The Melopsittacus undulates genome, Parrot Budgerigar, was successfully sequenced in July 2012 using long 3rd Gen sequences provided by PacBio. The Assemblathon Genome Contest led the team of Phillippy, Koren and Jarvis to successfully Sequence Parrot DNA using the PacBio 3rd Generation data and Illumina 2nd Gen data.
The 3rd gen PacBio data is very long, 1K-20K, but has 15% error rate. The Illumina data is 100-500 long with <1% error rate. Jarvis and his team combined this data to achieve < 0.1% error rate.

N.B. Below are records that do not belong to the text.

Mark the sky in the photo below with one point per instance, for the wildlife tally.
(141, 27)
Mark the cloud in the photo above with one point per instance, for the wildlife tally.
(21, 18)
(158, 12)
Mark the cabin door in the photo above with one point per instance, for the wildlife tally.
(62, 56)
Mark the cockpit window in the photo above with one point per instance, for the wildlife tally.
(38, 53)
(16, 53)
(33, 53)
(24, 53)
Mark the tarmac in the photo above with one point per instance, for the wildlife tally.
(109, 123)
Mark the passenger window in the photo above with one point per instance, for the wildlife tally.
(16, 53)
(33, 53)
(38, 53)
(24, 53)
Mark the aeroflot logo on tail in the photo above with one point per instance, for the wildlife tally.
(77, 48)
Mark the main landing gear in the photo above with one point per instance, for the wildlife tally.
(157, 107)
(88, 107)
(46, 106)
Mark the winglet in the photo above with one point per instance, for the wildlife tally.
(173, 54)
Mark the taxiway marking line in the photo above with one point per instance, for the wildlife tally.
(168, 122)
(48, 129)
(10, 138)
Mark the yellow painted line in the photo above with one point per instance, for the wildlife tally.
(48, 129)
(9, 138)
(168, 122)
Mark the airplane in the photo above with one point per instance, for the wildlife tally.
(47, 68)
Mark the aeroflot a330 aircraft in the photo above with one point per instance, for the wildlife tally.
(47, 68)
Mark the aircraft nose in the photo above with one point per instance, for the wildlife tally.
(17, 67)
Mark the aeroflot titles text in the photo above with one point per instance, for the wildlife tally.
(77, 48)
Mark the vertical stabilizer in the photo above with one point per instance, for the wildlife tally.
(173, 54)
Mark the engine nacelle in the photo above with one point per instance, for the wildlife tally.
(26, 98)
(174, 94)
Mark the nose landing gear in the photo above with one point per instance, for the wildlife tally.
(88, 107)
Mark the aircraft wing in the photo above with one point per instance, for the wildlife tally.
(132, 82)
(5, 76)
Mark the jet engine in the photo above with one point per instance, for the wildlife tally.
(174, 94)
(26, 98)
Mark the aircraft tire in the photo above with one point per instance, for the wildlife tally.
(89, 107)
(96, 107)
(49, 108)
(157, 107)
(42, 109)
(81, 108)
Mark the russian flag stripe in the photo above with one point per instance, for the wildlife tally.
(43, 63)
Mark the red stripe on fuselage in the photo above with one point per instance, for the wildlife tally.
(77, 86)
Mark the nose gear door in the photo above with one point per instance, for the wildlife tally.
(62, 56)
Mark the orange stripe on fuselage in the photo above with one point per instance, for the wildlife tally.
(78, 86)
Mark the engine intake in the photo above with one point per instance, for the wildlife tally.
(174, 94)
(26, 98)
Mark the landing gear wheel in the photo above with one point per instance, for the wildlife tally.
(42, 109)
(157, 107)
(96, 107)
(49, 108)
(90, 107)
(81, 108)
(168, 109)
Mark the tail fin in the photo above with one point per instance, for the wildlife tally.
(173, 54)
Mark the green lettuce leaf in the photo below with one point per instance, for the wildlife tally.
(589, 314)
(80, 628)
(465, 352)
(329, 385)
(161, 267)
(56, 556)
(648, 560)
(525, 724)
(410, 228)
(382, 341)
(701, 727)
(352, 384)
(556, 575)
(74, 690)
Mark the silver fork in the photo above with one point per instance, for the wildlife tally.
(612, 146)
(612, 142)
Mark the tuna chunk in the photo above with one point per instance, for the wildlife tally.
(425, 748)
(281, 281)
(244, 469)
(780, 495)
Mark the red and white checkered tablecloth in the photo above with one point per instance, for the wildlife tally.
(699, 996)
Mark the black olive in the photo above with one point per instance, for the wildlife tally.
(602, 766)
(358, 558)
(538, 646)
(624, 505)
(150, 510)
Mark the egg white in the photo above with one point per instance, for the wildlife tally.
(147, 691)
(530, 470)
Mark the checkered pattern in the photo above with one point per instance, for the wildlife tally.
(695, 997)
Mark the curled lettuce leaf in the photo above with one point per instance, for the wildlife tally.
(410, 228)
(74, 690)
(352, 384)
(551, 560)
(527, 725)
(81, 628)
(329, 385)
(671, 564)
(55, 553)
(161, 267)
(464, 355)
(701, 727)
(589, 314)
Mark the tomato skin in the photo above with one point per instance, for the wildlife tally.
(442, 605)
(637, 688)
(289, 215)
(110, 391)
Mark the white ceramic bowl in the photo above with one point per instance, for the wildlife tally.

Genome Challenge 004 is the correction of simplified PacBio simulated reads with high error rate.
Call 1: empty array, segment Width, Flag=0
Call 2: N PacBio DNA vectors (N x width), Segment Width, Flag=1
Call 1: empty vector, Number of Requested Vectors
Call 2: Corrected DNA vector, Number of Requested Vectors
Score: Number of N vectors used to produce correct vector for w=1024 case
The first call to the PacBio_fix routine returns the number of vectors requested to produce a final product. This may be a function of w.
The second call to PacBio_fix will have a DNA matix (N x width) and flag=1.
The response to the second call is the fixed DNA sequence, vector of width w.
example: First call return : N=3
01230123111122223333 Truth Input example 01232123112122221332 Injected errors 01130123111122123323 11230133121122223333
Output: 01230123111122223333 Truth, hopefully
This data is simplified by only having simple substitutions and the data sets are provided pre-aligned.
The real PacBio data is quite a bit more complicated. Values may be added, deleted, substituted, and are of varying lengths. This causes alignment issues.
Follow-Up Challenges: Sample Data from the PacBio site for Lambda Phage will be molded into various Challenges. Possible challenges are correcting individual long segments and assembling multiple long segments into the full Lambda Phage genome. The Parrot genome is too big for Cody to solve in 50 seconds.